Nie musi być kabla, może być gwiazda. Okablowanie warto przemyśleć. Ja nie dałem kabli sygnałowych do punktów świetlnych i teraz żałuję. To dobre miejsce dla różnych czujek. Można to obchodzić ESP, ale trzeba je zasilać, więc oświetlenie byłoby pod napięciem i do żyrandoli trzeba by przenieść przekaźniki.

----------


## justynamaczka

Na stronie wszystkich producentów jest dużo informacji odnośnie przycisków programowalnych / manipulatorów 
Czy to jest rzeczywiście tak ważny element?

----------


## Uzytkowniczka

Tak, jest OGROMNIE ważny!
W salonie masz kinkiety, rolety, światło, podświetlenie sufitu, podświetlenie stołu w jadalni, sterowanie temperaturą, wentylacją i nie rzadko też muzyką. Wyobraź sobie, inny przełącznik do rolet inny do termostatu i inny do muzyki. *Masakra.* Instaluje się jeden przełącznik, w którym jest wszystko. Zobacz na przełączniki Nexwell na ich stronce. Mają tego dużo więc zobaczysz do czego są potrzebne. Nie ma co tylko przesadzać. Przerost ilości funkcji też nie jest zbyt dobry.

----------


## Kaizen

> Wyobraź sobie, inny przełącznik do rolet inny do termostatu i inny do muzyki. *Masakra.* Instaluje się jeden przełącznik, w którym jest wszystko.

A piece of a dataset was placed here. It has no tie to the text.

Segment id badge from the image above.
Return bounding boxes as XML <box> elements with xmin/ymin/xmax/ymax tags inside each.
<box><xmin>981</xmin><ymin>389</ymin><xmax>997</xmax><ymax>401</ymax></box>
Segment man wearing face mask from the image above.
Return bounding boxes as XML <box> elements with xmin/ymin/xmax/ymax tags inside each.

I żaden gość nie potrafi zapalić sobie światła czy ściszyć radia.
IMO podstawowe rzeczy powinny mieć proste, pozornie tradycyjne sterowanie (najlepiej przyciski mechaniczne). A bardziej zaawansowane mogą być pochowane pod kombinacją kilku przycisków, dwuklikiem, przytrzymaniem itp. A i tak wtedy wygodniej sterować ze smartfona lub tabletu.

----------


## Uzytkowniczka

> I żaden gość nie potrafi zapalić sobie światła czy ściszyć radia.
> ..... A bardziej zaawansowane mogą być pochowane pod kombinacją kilku przycisków, dwuklikiem, przytrzymaniem itp. A i tak wtedy wygodniej sterować ze smartfona lub tabletu.


To ja jestem zwolenniczką grawerunków. Po to mamy 2,4,6,12 pól do wygrawerowania, żeby KAŻDY użytkownik wiedział co i jak kliknąć.

----------


## marcin_1988

To ja podłączę się do pytania, ale pod innym kątem.

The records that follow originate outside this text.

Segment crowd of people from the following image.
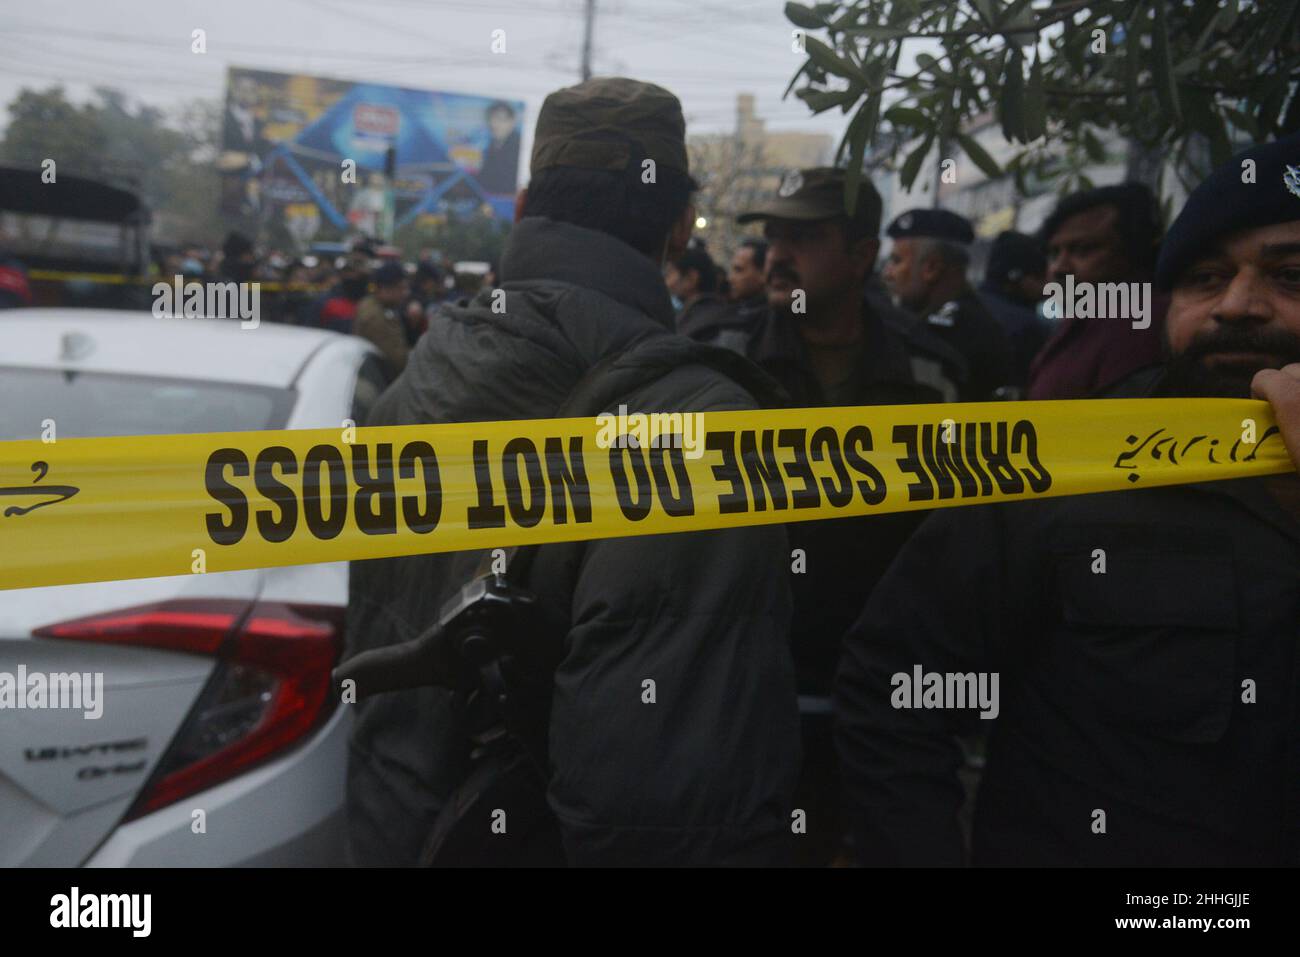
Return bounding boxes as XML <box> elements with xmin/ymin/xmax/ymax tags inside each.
<box><xmin>143</xmin><ymin>155</ymin><xmax>1173</xmax><ymax>423</ymax></box>
<box><xmin>334</xmin><ymin>75</ymin><xmax>1300</xmax><ymax>868</ymax></box>
<box><xmin>10</xmin><ymin>70</ymin><xmax>1298</xmax><ymax>869</ymax></box>
<box><xmin>666</xmin><ymin>175</ymin><xmax>1168</xmax><ymax>407</ymax></box>
<box><xmin>640</xmin><ymin>159</ymin><xmax>1228</xmax><ymax>865</ymax></box>
<box><xmin>146</xmin><ymin>232</ymin><xmax>496</xmax><ymax>378</ymax></box>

W Nexwellu jest taki duży panel dotykowy. Handlowiec Nexwell mi go polecał. Inni mówią mi że mogę mieć apke na tablecie i tablet na ścianie. Co jest lepsze?

----------


## Kaizen

> Co jest lepsze?


IMO najwygodniejsze jest sterowanie z planu.




Wygodniej siedząc/leżąc z tabletem/telefonem czy laptopem, niż stojąc przy ścianie. Ale co kto lubi.

----------


## kroles

> To ja jestem zwolenniczką grawerunków. Po to mamy 2,4,6,12 pól do wygrawerowania, żeby KAŻDY użytkownik wiedział co i jak kliknąć.


Po ciemku i bez okularów? Małe szanse. Ja zostawiłem wszędzie "tradycyjne pstryczki".

----------


## Uzytkowniczka

> Po ciemku i bez okularów? Małe szanse. Ja zostawiłem wszędzie "tradycyjne pstryczki".


to już tymbardziej nie trafie. Przynajmniej te 6 polowe sie podswietlaja

----------


## Exudio

> IMO najwygodniejsze jest sterowanie z planu.
> 
> 
> 
> 
> Wygodniej siedząc/leżąc z tabletem/telefonem czy laptopem, niż stojąc przy ścianie. Ale co kto lubi.


Na pewno rozwiązanie dedykowane (jak panel do automatyki) jest bardziej polecane niż tablet. Nie wiem jak to cenowo wychodzi, ale pewnie trochę drożej niż tablet.

----------


## Uzytkowniczka

> Na pewno rozwiązanie dedykowane (jak panel do automatyki) jest bardziej polecane niż tablet. Nie wiem jak to cenowo wychodzi, ale pewnie trochę drożej niż tablet.



Należy tylko pamiętać o kilku faktach
- Jeżeli cena tabletu jest niższa to należy do niej doliczyć dodatkowo cenę mocowania - odpowiedniej ramki, która jest nie tanim rozwiązaniem. 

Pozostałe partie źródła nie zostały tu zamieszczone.